Frank Lautenberg: New Jersey and the Senate Lose a Leader

Rena Steinzor

June 18, 2013

Later in this space, we plan to discuss the many and varied failings of a proposal in the Senate to reform the Toxic Substances Control Act. Unfortunately, the proposal is the joint work product of conservative Sen. David Vitter (R-LA) and liberal Sen. Frank Lautenberg (D-NJ), who died two weeks ago and therefore won’t have the chance to fix the legislation that is so unworthy of his name.

But before we take on that misguided proposal, we wanted to pay tribute to the Senator’s larger legacy. Frank Lautenberg was a tireless advocate for progressive causes, who played a key role in many of the environmental and health battles of the last three decades. He was a relentless and effective advocate for the people of the “Garden” state, which in addition to its reputation for farming on lush land, also holds the tragic distinction of hosting more Superfund toxic waste sites than almost any other state.

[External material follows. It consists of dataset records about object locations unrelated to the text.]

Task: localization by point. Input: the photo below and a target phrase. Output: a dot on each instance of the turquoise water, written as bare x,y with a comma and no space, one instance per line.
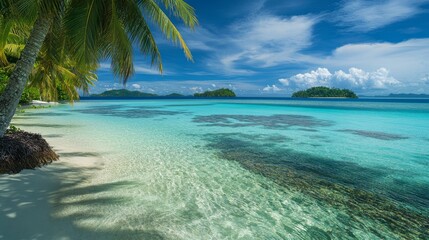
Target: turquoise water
244,169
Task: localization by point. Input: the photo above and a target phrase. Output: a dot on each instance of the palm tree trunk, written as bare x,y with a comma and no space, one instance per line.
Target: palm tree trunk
18,79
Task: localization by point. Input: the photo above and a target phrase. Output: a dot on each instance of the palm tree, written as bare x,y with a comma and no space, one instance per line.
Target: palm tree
85,31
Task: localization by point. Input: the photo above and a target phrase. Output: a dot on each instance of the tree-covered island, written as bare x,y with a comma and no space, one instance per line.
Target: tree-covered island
324,92
223,92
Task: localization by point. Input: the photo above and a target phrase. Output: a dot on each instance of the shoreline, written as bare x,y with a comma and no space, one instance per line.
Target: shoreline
31,199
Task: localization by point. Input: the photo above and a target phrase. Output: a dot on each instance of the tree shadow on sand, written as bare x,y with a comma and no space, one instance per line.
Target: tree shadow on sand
53,203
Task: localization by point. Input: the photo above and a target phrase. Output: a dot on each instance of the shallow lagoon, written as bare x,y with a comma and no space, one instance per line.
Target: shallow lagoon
236,169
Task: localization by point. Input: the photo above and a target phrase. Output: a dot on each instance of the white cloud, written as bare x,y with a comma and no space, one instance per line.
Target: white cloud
196,89
270,40
138,68
406,60
260,41
365,15
272,88
136,86
355,78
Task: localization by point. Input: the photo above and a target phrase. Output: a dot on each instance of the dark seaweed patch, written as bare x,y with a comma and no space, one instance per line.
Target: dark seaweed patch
133,112
279,121
346,186
376,135
189,105
53,135
45,125
308,129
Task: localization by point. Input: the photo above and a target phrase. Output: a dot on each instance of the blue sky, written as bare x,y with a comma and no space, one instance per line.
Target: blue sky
275,47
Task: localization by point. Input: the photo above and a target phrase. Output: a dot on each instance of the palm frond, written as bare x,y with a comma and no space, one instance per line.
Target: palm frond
164,23
182,10
139,31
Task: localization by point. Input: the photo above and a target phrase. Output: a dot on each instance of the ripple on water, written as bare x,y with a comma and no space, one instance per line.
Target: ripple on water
346,186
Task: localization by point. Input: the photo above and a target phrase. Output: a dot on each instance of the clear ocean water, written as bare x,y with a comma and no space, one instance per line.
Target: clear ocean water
242,168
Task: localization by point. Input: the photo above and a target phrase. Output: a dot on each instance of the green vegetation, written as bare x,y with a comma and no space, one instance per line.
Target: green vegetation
29,93
323,92
123,93
175,95
223,92
61,42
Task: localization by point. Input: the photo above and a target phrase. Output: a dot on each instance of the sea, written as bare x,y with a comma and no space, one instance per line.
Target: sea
240,168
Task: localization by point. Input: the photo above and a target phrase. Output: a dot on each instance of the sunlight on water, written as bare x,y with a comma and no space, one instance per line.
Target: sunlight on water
231,169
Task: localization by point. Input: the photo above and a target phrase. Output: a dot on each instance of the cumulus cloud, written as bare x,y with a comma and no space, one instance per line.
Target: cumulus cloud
261,41
364,15
355,78
136,86
196,89
272,88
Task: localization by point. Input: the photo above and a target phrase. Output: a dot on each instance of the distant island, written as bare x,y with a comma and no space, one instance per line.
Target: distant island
124,93
223,92
408,95
324,92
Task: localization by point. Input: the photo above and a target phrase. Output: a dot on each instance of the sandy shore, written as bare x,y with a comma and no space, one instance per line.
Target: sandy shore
30,199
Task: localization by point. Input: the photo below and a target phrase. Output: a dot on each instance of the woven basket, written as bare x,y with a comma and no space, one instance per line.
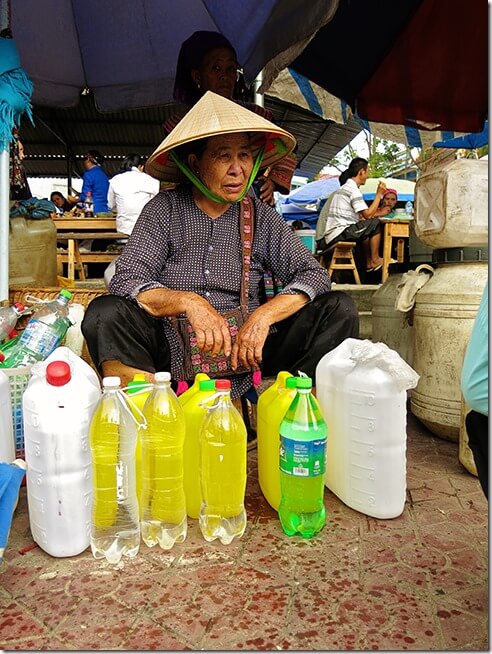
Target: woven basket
81,296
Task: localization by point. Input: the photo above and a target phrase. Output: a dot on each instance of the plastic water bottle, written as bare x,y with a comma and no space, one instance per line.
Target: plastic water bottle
115,527
195,410
43,333
223,453
302,464
163,503
8,320
7,441
88,205
58,404
138,390
272,407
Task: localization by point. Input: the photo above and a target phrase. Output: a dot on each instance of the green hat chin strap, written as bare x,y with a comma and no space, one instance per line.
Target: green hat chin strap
186,170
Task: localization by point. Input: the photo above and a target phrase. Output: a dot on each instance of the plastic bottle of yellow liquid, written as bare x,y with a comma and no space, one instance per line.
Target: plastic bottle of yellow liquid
223,442
163,503
115,528
272,407
138,391
193,389
195,411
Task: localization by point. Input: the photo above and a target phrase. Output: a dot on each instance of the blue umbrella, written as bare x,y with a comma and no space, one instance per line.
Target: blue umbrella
468,141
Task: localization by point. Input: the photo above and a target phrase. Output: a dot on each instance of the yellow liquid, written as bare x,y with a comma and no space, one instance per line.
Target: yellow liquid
110,481
223,456
139,400
162,463
194,415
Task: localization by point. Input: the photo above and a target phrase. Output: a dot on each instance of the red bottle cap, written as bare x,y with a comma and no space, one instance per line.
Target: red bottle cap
58,373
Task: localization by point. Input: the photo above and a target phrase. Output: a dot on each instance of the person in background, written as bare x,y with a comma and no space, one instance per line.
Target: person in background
19,186
350,219
184,258
388,204
475,389
129,191
61,202
208,62
96,181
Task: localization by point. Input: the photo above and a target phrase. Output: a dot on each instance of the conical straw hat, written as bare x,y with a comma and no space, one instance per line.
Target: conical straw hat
213,115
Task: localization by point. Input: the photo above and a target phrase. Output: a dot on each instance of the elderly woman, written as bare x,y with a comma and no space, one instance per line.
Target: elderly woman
208,62
191,251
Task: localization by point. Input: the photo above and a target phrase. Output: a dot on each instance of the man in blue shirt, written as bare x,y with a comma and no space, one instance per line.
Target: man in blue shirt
96,181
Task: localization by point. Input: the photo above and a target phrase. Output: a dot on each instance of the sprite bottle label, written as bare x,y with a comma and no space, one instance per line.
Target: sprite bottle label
302,458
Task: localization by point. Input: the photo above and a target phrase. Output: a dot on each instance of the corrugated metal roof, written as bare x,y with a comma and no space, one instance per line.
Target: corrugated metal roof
60,135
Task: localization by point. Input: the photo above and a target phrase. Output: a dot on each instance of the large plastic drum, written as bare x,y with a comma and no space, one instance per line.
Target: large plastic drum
451,205
445,309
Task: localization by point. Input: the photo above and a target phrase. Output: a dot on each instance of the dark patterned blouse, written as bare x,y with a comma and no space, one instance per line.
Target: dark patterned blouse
176,245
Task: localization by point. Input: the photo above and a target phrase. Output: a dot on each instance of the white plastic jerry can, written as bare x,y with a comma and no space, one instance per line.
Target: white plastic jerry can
361,388
58,404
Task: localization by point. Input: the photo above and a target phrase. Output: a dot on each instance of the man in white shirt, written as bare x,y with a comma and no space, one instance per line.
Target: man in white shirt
350,219
129,192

New Jersey, once the third largest petrochemical producing state in the union, has a very large population in a small space. All of the elected and appointed officials who have risen to prominence there are highly sensitive to these issues and have frequently offered their leadership for the good of the nation as a whole. Indeed, it’s no accident that two former administrators of the EPA—Christie Todd Whitman, a Republican (and former governor), and Lisa Jackson, a Democrat, came from the ranks of the state’s government. Both worked closely with Sen. Lautenberg, who could always be depended upon to fight for more resources and better laws to address grievous public health hazards.

Over the course of roughly 28 years in the Senate (not counting a two-year gap when he temporarily retired), Lautenberg reshaped the nation’s approach to smoking, drunk driving, domestic violence, toxic waste cleanup, and community right-to-know. Legislation he introduced in the 1980s helped trigger the smoke-free revolution by prohibiting smoking on commercial airplane flights. The law marked a significant early defeat for the tobacco lobby, making tougher legislation at the federal, state and local level, possible. Lautenberg was also instrumental in toughening the country’s drunk-driving laws, establishing a nationwide .08 blood alcohol standard and a 21-year drinking age. He wrote and got passed legislation that prohibited perpetrators of domestic violence from owning guns.

On the environmental front, Lautenberg worked tirelessly with Sen. Bill Bradley and Reps. Jim Florio, Bob Roe, and Jim Howard to win reauthorization of the multi-billion Superfund program that harnessed the federal government’s power and resources to eliminate the worst threats posed by the thousands of dumpsites filled with toxic chemicals throughout New Jersey and the country. He was instrumental in winning passage of the Emergency Planning and Community Right-to-Know Act that was designed to prevent industrial accidents like the explosion at a Union Carbide pesticide plant in Bhopal, India that ultimately claimed 3,787 lives.

Lautenberg was the last Senator to have served in World War II. After a three-year hitch in the Army, he went to school on the GI Bill, leading to a degree in economics from Columbia University. He took a job as a salesman for Automatic Data Processing, eventually becoming its CEO and building it into a payroll processing giant.

That made him a wealthy man, and in 1982, he put some of his fortune to work in a run for the Senate, taking on the very popular and very progressive Republican, Rep. Millicent Fenwick. (Yes, there was a time when Republicans were allowed to be progressive.) She was heavily favored, and held double digit leads in the polls, but he beat her on election night. He held the seat for the next 18 years, then retired, but was called back into service when the candidacy of Robert Torricelli imploded and Democrats feared losing the seat.

During Lautenberg’s first term, I happened to be working for Jim Florio, who was enmeshed in an epic battle to strengthen the Superfund law, setting deadlines for cleanup and increasing federal funding for cleanup five-fold, to $9.5 billion. The House Commerce Committee was heavily populated with southern Democrats and Republicans, who worked behind-the-scenes to undermine the bill. Many times, Frank Lautenberg rode to our rescue, insisting that mischief in the House be corrected in the Senate. The result was a tougher, better-funded, more effective program that accomplished the cleanup of hundreds of dangerous sites. This is the true legacy of Frank Lautenberg, not the eleventh hour, half-baked and “bipartisan” Vitter proposal that will require so much time and energy to fix.

With Senator Lautenberg’s death, we’ve lost a vital tie to the era when the nation earned its now deeply ingrained sense of its own heroism. From World War II to the Marshall Plan, Medicare and Medicaid, from civil rights, to women’s rights and gay rights, Frank Lautenberg’s generation transformed the nation and the world. He was consistently on the right side of that history, a leader who helped make the world safer and his nation stronger. We’ll miss him.